How to understand sharding and replication in Data Warehouse for ClickHouse®
Scaleway Data Warehouse for ClickHouse® uses sharding and replication to scale horizontally and ensure fault tolerance.
Before you start
To complete the actions presented below, you must have:
- A Scaleway account logged into the console
- Owner status or IAM permissions allowing you to perform actions in the intended Organization
How sharding and replication work
Scaleway Data Warehouse for ClickHouse® uses a distributed architecture that splits data across multiple shards, each of which is replicated across multiple nodes for fault tolerance.
When you create a deployment, you specify the number of shards and replicas in the configuration:
-
Sharding splits your data across shards, enabling horizontal scaling and parallel query processing. Each shard contains a distinct subset of your total data.
-
Replication creates copies of each shard on separate nodes, ensuring availability and durability if a node fails.
The total node count of your deployment is:
Total nodes = Shard count × Replica count
For example, a deployment with 2 shards and 3 replicas runs on 6 nodes. Your data is split across 2 shards, and each shard has 3 identical copies.

View your shard and replica configuration
You can check the shard and replica counts in two places:
-
Deployments list — counts are shown alongside each deployment.
-
Deployment Overview tab — click a deployment name to see the full configuration in the Overview tab.
Inspect the cluster topology
For a detailed view of your cluster architecture, query the ClickHouse® system tables. Connect via the ClickHouse® CLI or the HTTP console, then run:
SELECT cluster, host_name, shard_num, replica_num, is_local
FROM system.clusters
WHERE cluster = 'scw';This returns information about each node in your cluster:
| Column | Description |
|---|---|
cluster | The name of the cluster (always scw for Scaleway Data Warehouse) |
host_name | The hostname of the node |
shard_num | The shard number this node belongs to |
replica_num | The replica number within the shard |
is_local | Returns 1 (true) only for the node you are currently connected to, 0 (false) for all other nodes |
This query provides a complete view of how your nodes are organized across shards and replicas, helping you understand the physical distribution of your data and the role of each node in the cluster.
Use distributed tables
The Distributed table engine routes queries across all shards in your cluster. A distributed table stores no data itself, instead it acts as a proxy that routes queries to underlying local tables on each shard. Reading is automatically parallelized across shards.
This requires two tables:
- A local table on each shard that physically stores data.
- A distributed table that routes queries to those local tables.
Choose a sharding key
Before creating your tables, decide on a sharding key — an expression ClickHouse® evaluates per row to determine which shard receives it. This choice matters for both query performance and data distribution.
Common sharding key examples:
| Sharding key | When to use it |
|---|---|
cityHash64(user_id) | User-centric queries — rows for the same user always land on the same shard |
toYYYYMMDD(timestamp) | Time-series data where queries filter by date range |
region_id | Data that is frequently filtered by geographic region |
rand() | No dominant query pattern — prioritizes even distribution |
Choose your sharding key carefully based on your query patterns. A well-chosen sharding key ensures even data distribution and lets ClickHouse® route queries efficiently to specific shards.
Create a local table
Create the local table that stores data on each shard. This table uses a standard table engine like ReplicatedMergeTree.

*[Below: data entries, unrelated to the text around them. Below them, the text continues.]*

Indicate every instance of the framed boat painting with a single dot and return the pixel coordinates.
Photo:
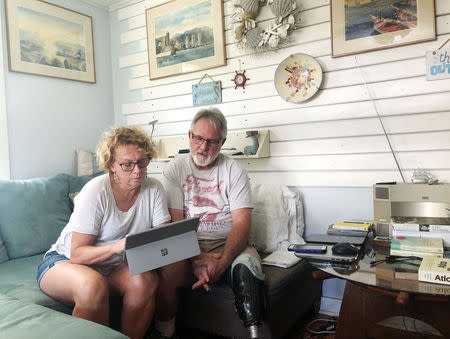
(49, 40)
(185, 36)
(365, 25)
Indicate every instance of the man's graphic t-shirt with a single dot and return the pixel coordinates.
(209, 194)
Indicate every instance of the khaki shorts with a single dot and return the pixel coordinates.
(249, 256)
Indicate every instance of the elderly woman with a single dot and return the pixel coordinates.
(86, 264)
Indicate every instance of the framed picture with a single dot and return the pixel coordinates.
(49, 40)
(185, 36)
(366, 25)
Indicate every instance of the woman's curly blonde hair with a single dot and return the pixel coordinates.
(121, 136)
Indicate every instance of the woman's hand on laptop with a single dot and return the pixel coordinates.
(119, 246)
(201, 272)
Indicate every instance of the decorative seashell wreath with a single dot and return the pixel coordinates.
(245, 22)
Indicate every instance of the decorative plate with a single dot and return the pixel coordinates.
(298, 77)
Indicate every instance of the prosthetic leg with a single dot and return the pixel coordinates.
(248, 289)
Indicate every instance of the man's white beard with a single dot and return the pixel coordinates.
(204, 161)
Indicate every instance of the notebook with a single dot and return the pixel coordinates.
(162, 245)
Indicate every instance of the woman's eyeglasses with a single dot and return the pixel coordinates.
(198, 140)
(129, 166)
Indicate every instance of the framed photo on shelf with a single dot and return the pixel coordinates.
(49, 40)
(366, 25)
(185, 36)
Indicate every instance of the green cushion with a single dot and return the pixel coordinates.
(33, 213)
(77, 183)
(19, 319)
(18, 280)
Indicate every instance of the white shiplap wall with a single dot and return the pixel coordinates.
(335, 138)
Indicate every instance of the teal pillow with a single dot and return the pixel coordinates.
(32, 213)
(3, 254)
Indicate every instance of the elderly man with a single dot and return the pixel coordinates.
(214, 187)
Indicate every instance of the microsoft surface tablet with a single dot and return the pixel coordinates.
(162, 245)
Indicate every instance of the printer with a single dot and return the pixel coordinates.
(410, 203)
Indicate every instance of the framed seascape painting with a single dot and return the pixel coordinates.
(185, 36)
(49, 40)
(366, 25)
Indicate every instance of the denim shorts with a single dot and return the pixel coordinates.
(50, 259)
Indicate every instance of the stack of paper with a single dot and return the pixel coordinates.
(435, 270)
(415, 246)
(281, 258)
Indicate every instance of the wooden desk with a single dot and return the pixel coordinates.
(387, 308)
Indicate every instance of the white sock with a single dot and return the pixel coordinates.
(166, 328)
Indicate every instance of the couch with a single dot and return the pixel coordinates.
(33, 213)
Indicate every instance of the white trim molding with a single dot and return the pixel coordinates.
(112, 5)
(5, 172)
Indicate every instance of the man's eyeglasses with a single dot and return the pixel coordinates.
(129, 166)
(198, 140)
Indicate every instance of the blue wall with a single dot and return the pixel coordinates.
(48, 118)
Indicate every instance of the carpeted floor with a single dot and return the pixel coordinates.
(300, 332)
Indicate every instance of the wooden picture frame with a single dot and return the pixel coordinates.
(49, 40)
(185, 36)
(366, 25)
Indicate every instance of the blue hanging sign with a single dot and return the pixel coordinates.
(438, 64)
(207, 93)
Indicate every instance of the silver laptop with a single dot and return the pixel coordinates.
(328, 256)
(162, 245)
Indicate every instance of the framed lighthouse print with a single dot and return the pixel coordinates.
(185, 36)
(50, 40)
(365, 25)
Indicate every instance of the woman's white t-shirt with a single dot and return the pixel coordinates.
(96, 213)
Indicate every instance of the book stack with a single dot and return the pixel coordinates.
(403, 270)
(422, 231)
(435, 270)
(416, 246)
(350, 228)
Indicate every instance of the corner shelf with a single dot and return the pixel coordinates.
(168, 147)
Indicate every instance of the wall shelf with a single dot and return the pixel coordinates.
(168, 147)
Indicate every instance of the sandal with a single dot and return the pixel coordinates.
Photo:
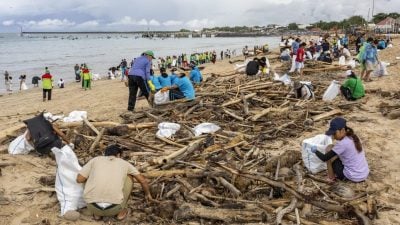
(123, 214)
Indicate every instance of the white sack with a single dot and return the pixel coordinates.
(161, 97)
(310, 159)
(205, 128)
(69, 192)
(166, 129)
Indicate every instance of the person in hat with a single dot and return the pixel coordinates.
(164, 78)
(109, 182)
(182, 88)
(173, 75)
(138, 76)
(47, 83)
(346, 159)
(352, 88)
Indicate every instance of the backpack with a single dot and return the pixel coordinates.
(42, 133)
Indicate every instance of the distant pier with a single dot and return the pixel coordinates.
(157, 34)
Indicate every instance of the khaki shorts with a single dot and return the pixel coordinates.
(114, 210)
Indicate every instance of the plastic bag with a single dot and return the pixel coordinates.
(166, 129)
(205, 128)
(342, 61)
(20, 145)
(310, 159)
(75, 116)
(69, 192)
(161, 97)
(332, 91)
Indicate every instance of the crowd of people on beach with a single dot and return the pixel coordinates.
(180, 76)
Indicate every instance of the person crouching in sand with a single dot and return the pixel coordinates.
(346, 159)
(108, 184)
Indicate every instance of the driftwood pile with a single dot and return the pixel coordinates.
(247, 172)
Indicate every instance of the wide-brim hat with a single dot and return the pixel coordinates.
(149, 53)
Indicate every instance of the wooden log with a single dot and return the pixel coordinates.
(97, 140)
(228, 186)
(173, 191)
(292, 218)
(191, 147)
(173, 172)
(191, 211)
(326, 115)
(5, 164)
(109, 124)
(259, 177)
(166, 140)
(235, 101)
(233, 115)
(266, 111)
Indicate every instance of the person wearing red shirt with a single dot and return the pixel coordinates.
(300, 58)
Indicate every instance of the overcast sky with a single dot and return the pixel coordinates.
(127, 15)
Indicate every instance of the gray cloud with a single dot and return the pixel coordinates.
(176, 14)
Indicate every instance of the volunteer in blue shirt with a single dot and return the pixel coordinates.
(138, 76)
(182, 88)
(165, 79)
(156, 82)
(195, 74)
(173, 75)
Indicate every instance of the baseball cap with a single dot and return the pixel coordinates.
(336, 124)
(149, 53)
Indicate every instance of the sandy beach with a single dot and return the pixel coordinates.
(108, 99)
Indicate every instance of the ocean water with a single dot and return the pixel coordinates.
(30, 54)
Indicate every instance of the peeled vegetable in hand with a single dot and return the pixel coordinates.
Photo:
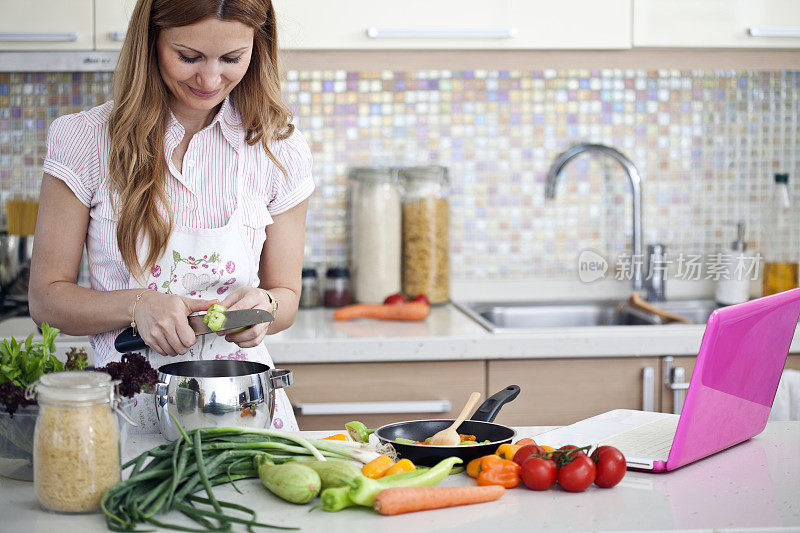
(215, 317)
(294, 482)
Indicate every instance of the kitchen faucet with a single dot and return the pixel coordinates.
(636, 190)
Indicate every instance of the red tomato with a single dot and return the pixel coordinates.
(538, 473)
(577, 475)
(396, 298)
(525, 452)
(421, 298)
(611, 466)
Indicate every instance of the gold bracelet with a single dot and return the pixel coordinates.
(274, 303)
(133, 312)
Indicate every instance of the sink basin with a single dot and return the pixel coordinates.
(506, 317)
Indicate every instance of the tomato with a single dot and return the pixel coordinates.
(561, 451)
(421, 298)
(611, 466)
(525, 452)
(538, 473)
(577, 475)
(396, 298)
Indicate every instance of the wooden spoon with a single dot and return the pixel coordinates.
(449, 437)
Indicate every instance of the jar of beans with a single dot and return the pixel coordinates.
(426, 227)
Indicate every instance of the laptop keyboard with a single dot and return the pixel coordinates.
(650, 440)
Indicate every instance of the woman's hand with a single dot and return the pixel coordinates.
(161, 321)
(248, 298)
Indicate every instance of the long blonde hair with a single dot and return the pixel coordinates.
(138, 121)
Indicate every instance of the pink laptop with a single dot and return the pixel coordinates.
(729, 398)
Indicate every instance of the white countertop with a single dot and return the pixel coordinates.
(754, 486)
(447, 334)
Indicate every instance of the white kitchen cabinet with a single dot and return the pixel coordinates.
(111, 22)
(452, 24)
(716, 23)
(46, 25)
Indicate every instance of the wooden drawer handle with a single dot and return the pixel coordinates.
(362, 408)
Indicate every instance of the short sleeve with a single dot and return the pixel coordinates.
(72, 155)
(297, 184)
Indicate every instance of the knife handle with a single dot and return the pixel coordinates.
(128, 341)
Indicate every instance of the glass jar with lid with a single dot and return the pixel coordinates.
(376, 233)
(76, 451)
(426, 228)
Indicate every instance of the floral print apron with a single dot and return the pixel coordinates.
(209, 263)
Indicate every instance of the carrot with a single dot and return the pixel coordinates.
(398, 500)
(401, 311)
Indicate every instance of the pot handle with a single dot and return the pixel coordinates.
(488, 410)
(280, 378)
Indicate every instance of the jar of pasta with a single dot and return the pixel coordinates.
(426, 227)
(76, 453)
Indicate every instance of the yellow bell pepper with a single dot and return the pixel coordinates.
(507, 451)
(377, 467)
(403, 465)
(338, 436)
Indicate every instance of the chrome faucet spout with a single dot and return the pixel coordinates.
(636, 192)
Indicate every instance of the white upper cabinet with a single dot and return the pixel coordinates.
(716, 23)
(454, 24)
(111, 22)
(46, 25)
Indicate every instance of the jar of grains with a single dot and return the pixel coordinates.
(426, 260)
(376, 233)
(76, 456)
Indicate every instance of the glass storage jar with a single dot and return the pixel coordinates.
(426, 227)
(376, 233)
(337, 287)
(76, 451)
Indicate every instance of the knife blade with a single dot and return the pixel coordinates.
(128, 342)
(233, 320)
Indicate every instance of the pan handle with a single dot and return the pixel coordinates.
(488, 410)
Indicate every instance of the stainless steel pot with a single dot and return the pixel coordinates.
(216, 393)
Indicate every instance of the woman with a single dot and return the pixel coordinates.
(190, 188)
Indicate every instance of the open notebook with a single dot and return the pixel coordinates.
(733, 385)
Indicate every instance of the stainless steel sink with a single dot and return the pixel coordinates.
(507, 317)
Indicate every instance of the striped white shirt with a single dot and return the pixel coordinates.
(203, 195)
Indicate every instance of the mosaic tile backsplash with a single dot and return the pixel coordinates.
(707, 144)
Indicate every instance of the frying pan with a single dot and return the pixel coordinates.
(480, 425)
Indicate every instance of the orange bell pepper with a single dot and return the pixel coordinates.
(403, 465)
(338, 436)
(507, 451)
(474, 467)
(495, 470)
(377, 467)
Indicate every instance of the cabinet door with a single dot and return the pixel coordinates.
(451, 24)
(46, 25)
(326, 396)
(716, 23)
(111, 22)
(563, 391)
(668, 396)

Execute this query once — ClickHouse® propagates it to all shards automatically: :
CREATE TABLE mytable_local
(
id UInt64,
timestamp DateTime,
user_id UInt32,
event_type String,
value Float64
)
PARTITION BY toYYYYMM(timestamp)
ORDER BY (id, timestamp);Create a distributed table
Once the local tables exists, create a distributed table that references it:
CREATE TABLE mytable_distributed
(
id UInt64,
timestamp DateTime,
user_id UInt32,
event_type String,
value Float64
)
ENGINE = Distributed('scw', 'default', mytable_local, cityHash64(user_id));The Distributed engine takes the following parameters:
ENGINE = Distributed(cluster_name, database_name, local_table_name, sharding_key)| Parameter | Description |
|---|---|
cluster_name | The name of the cluster ('scw' for Scaleway Data Warehouse) |
database_name | The name of the database containing the local table |
local_table_name | The name of the local table that stores the data |
sharding_key | An expression used to determine which shard receives each row |
Query the distributed table
Once both tables exist, insert and query data through the distributed table:
-- Insert data (automatically distributed across shards)
INSERT INTO mytable_distributed
SELECT * FROM source_data;
-- Query data (automatically parallelized across shards)
SELECT
user_id,
count() as event_count
FROM mytable_distributed
WHERE timestamp >= now() - INTERVAL 7 DAY
GROUP BY user_id;For more details on the Distributed table engine, see the official ClickHouse® documentation.